Uma enfermeira especializada em cuidados com bebês também acompanhava as gravações. A profissional monitorava sinais de cansaço ou desconforto e auxiliava a equipe na maneira adequada de segurar e cuidar das crianças.
“Ter uma profissional cuja função era cuidar exclusivamente do bem-estar das crianças me deixou muito mais tranquila”, afirma Amanda.

Participação viraliza e reacende debate sobre crianças na televisão
A história ganhou repercussão depois que Amanda compartilhou detalhes da experiência no TikTok. Um dos vídeos, no qual ela revela quanto o filho recebeu pela participação em uma série de televisão, ultrapassou 1,3 milhão de visualizações.
A repercussão provocou surpresa entre espectadores, muitos dos quais desconheciam que bebês podem participar de produções profissionais e receber remuneração.
O caso também chama atenção para a presença de crianças pequenas em produções audiovisuais. Bebês podem ser utilizados em cenas familiares e situações nas quais a naturalidade da interação é importante para a narrativa.
Ao mesmo tempo, a participação de crianças que ainda não têm capacidade de compreender ou consentir com o trabalho impõe responsabilidade ainda maior aos pais, responsáveis e produtores.
Regras específicas sobre duração das atividades, pausas, acompanhamento e condições de trabalho variam conforme a legislação local e as exigências aplicáveis a cada produção. Também permanecem em discussão questões relacionadas à exposição das crianças nas redes sociais, à proteção da remuneração e aos limites da transformação da infância em conteúdo.
No caso de William, Amanda afirma que a experiência foi positiva e que a rotina do bebê foi preservada. Ele continuou dormindo, mamando e brincando normalmente durante o período de gravações.

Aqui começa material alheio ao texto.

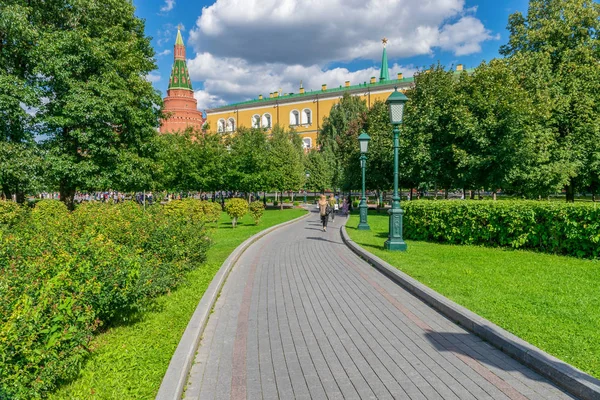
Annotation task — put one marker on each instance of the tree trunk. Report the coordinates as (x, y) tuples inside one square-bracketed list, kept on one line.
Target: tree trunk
[(570, 188)]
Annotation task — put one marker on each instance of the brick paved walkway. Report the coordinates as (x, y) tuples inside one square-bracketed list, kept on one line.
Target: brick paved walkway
[(302, 317)]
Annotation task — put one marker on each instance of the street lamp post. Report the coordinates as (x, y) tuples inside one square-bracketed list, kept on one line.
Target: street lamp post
[(395, 105), (363, 139), (307, 176)]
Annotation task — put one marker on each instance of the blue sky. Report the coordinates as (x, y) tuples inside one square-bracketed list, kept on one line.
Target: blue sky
[(238, 49)]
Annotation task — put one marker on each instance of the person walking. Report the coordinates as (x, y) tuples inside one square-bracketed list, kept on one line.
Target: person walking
[(324, 211), (333, 206)]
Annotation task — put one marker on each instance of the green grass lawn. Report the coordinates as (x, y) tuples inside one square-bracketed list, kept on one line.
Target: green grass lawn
[(550, 301), (128, 362)]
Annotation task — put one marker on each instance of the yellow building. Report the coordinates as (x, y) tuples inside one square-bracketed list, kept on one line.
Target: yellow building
[(303, 111)]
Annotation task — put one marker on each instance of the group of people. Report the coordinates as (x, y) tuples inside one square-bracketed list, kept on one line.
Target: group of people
[(330, 207)]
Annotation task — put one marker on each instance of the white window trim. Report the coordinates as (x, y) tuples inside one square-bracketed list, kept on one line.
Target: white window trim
[(309, 121), (230, 125), (262, 119), (221, 125), (309, 143), (252, 121), (292, 116)]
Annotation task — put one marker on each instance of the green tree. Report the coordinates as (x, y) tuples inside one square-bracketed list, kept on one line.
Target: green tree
[(556, 51), (100, 110), (440, 117), (20, 169), (506, 147), (285, 161), (339, 133), (320, 172)]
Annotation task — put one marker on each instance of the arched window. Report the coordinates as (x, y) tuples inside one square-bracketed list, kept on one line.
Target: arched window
[(230, 125), (256, 121), (221, 126), (294, 118), (306, 117), (266, 122)]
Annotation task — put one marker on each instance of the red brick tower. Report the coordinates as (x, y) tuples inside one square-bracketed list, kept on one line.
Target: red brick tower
[(180, 102)]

Por enquanto, o primeiro trabalho diante das câmeras é apenas uma história incomum na infância de William e cerca de R$ 26 mil guardados para o futuro. Caberá a ele, quando tiver idade para decidir, escolher se essa experiência ficará apenas como uma lembrança familiar ou se será o primeiro capítulo de uma carreira no entretenimento.